Metastatic castration resistant prostate cancer primarily affects elderly men. In this post hoc analysis we investigated the safety andefficacy of abiraterone acetate in elderly (age 75 years or greater) and younger (less than 75 years) patient subgroups at the prespecified interim analysis (55% of total overall survival events) for the COU-AA-302 (Abiraterone Acetate in Asymptomatic or Mildly Symptomatic Patients with Metastatic Castration-Resistant Prostate Cancer) trial.
MATERIALS AND METHODS: Patients were stratified and randomized 1:1 to abiraterone acetate 1,000 mg plus prednisone/prednisolone 5 mg bid (abiraterone-prednisone) vs placebo plus prednisone/prednisolone 5 mg bid (prednisone alone) Co-primary end points were radiographic progression-free survival (rPFS) and OS Median time to event and hazard ratio (HR) were estimated using Kaplan-Meier method and Cox model, respectively
RESULTS: A total of 350 elderly patients treated with abiraterone-prednisone had significant improvements in overall and radiographic progression-free survival vs those with prednisone alone (HR 0.71, 95% CI 0.53-0.96 vs HR 0.63, 95% CI 0.48-0.83), similar to 738 younger patients (HR 0.81, 95% CI 0.63-1.03 vs HR 0.49, 95% CI 0.40-0.59). All secondary end points favored the abiraterone-prednisone arm for both age subgroups. Specific adverse events with abiraterone-prednisone were similar between the age subgroups. Elderly patients in both treatment arms had higher rates of fluid retention and cardiac disorders than younger patients, although rates of dose reduction or treatment interruptions due to adverse events were low in both age subgroups.

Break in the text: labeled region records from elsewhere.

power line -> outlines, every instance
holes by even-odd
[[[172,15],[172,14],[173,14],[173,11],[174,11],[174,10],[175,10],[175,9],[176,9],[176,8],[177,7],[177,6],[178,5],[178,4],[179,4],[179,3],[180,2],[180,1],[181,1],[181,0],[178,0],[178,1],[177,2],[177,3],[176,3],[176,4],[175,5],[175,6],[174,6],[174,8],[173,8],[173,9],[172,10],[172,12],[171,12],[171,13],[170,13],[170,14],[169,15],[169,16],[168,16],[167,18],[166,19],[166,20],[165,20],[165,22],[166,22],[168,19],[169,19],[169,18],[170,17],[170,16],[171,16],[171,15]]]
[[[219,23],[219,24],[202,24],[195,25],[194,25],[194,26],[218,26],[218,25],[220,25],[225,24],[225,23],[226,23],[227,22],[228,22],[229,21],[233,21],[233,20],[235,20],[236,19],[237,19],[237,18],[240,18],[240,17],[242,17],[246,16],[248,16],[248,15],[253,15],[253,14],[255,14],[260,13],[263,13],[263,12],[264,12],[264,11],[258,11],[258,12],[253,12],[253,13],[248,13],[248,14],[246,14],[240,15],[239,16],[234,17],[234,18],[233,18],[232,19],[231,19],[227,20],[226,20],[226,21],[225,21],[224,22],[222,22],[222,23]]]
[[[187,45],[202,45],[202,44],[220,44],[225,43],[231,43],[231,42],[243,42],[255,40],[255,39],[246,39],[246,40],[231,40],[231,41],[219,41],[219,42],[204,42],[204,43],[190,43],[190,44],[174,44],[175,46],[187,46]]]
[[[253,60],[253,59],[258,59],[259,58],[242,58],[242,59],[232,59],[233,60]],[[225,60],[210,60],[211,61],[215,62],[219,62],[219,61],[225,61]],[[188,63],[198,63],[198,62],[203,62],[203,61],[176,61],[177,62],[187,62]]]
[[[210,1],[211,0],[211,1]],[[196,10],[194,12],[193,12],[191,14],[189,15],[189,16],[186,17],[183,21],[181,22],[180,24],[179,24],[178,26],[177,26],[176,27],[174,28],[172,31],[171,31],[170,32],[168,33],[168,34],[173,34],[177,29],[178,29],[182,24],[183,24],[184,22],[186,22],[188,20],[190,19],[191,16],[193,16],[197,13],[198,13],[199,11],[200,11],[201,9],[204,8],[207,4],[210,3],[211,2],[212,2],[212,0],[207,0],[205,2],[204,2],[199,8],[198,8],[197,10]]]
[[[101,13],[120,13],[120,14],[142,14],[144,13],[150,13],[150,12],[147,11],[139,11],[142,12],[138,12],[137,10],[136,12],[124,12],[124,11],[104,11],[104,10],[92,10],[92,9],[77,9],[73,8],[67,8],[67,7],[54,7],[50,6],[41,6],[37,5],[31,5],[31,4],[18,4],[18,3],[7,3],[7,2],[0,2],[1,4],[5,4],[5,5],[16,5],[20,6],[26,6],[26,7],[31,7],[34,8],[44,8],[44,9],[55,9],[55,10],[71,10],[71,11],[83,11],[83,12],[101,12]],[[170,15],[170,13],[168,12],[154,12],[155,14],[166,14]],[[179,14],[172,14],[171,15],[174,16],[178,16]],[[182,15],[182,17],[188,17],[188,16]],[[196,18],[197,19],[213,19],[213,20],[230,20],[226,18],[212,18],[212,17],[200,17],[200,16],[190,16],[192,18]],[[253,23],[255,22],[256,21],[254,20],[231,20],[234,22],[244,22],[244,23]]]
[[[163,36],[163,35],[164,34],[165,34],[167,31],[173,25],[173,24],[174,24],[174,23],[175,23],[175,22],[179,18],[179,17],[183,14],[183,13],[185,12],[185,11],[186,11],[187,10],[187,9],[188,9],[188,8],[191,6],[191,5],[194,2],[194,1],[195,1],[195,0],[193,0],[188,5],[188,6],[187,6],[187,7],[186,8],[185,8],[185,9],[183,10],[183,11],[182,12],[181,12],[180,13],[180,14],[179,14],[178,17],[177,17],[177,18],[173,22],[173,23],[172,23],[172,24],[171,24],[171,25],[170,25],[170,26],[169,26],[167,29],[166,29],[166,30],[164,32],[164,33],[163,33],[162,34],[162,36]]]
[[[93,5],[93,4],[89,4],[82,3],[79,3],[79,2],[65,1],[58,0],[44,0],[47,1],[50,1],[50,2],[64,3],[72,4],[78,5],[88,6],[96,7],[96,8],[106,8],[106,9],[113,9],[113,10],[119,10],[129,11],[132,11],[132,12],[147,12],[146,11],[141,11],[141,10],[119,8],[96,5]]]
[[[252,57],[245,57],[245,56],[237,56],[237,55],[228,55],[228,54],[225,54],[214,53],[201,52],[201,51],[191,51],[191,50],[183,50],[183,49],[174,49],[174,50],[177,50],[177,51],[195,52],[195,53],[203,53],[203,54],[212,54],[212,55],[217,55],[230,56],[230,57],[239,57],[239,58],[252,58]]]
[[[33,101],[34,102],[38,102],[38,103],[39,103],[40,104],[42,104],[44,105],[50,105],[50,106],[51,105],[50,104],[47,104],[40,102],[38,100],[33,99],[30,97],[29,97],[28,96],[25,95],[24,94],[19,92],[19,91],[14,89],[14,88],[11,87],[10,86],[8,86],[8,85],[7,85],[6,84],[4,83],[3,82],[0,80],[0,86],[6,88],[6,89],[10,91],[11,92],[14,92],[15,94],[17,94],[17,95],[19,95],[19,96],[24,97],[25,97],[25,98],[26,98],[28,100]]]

CONCLUSIONS: Abiraterone acetate demonstrated clinical benefit and was well tolerated in elderly and younger men with chemotherapy naïve,metastatic castration resistant prostate cancer. Thus, findings support it as a treatment option for elderly patients who may not tolerate other therapies with greater toxicity.
The Journal of urology 2015 Jul 04 [Epub ahead of print]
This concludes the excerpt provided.